Délicieux !
Les vieilles dames indignes ont de beaux jours devant elles. Voici l'histoire d'une mamie ultra contemporaine : rigolote, maline et active. Veuve d'un prof d'université, elle se retrouve du jour au lendemain à devoir partager sa maison et son jardin avec sa belle-fille qui ne souhaite qu'une chose : s'en débarrasser au plus vite. La vielle dame ne lui donne pas ce plaisir, elle part d'elle-même, avec sa chienne Cora, se mettre au calme dans une maison de retraite plutôt chic, même si la directrice est une peste. Le regard de Madame le professeur, comme on l'appelle dans cette résidence, sur les pensionnaires, le personnel soignant et l'ambiance, est génial d'humour et de lucidité. Elle a droit aux hommages appuyés d'un élégant vieux monsieur qui ne la laisse pas indifférente mais c'est surtout avec le jeune Vova que la charmante vieille dame va se lier d'amitié. Elle le rencontre au jardin public mais tout le monde le connaît, il a tout d'un mauvais garçon et une sale réputation. Elle s'en fiche, elle aime son regard et sa gentillesse. Il lui apprend à utiliser l'ordinateur qu'elle a fauché au petit copain de sa belle fille en quittant sa belle maison. Il lui raconte également son enfance, ses origines russes, sa grand-mère Baboulia qui est resté dans un coin de Sibérie, là où paissent des vaches rouges. Elle est émue par cette jeune vie mal engagée et décide de réparer ce qu'elle peut. Mais un jour Vova disparaît sans crier gare. Mauvaise rencontre, coup qui a mal tourné ? Madame le professeur suit sa trace... Délicieux roman qui doit tout son charme au style narratif choisit par l'auteur. Nous lisons le journal de la vieille dame laissé sur son ordinateur. Ses observations, pensées et réflexions sur la vieillesse, la famille, la mort, l'avenir sont un pur régal. Quelle jolie façon de dire l'essentiel, l'air de rien, sans nous imposer un traité de philo. L'écriture est simple, joyeuse et vive. Les conditions de vie difficiles des russes émigrés en Allemagne sont abordées sans lourdeur mais sans détours. Il y a de la légèreté, de la tendresse, des rencontres, des rêves, des rires, des chagrins et beaucoup de vie dans ce récit de fin d'existence. A lire ! Excellent pour le moral de tous.

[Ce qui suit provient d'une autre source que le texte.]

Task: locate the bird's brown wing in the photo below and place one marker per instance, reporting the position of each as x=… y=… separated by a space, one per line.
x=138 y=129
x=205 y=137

J'ai adoré : ce portrait de grand-mère tonique et tellement vivante, la façon dont elle s'ouvre sur le monde au lieu de s'enfermer dans sa retraite dorée, son enthousiasme et son bon sens font un bien fou. Jolie lecture.
Les vaches rouges ou un dernier amour, Dorothea Razumovsky, Buchet-Chastel. Traduit de l'allemand par Chantal Le Brun Keris. 180 p, 18 €. En vente sur mon blog à partir du 10 mars.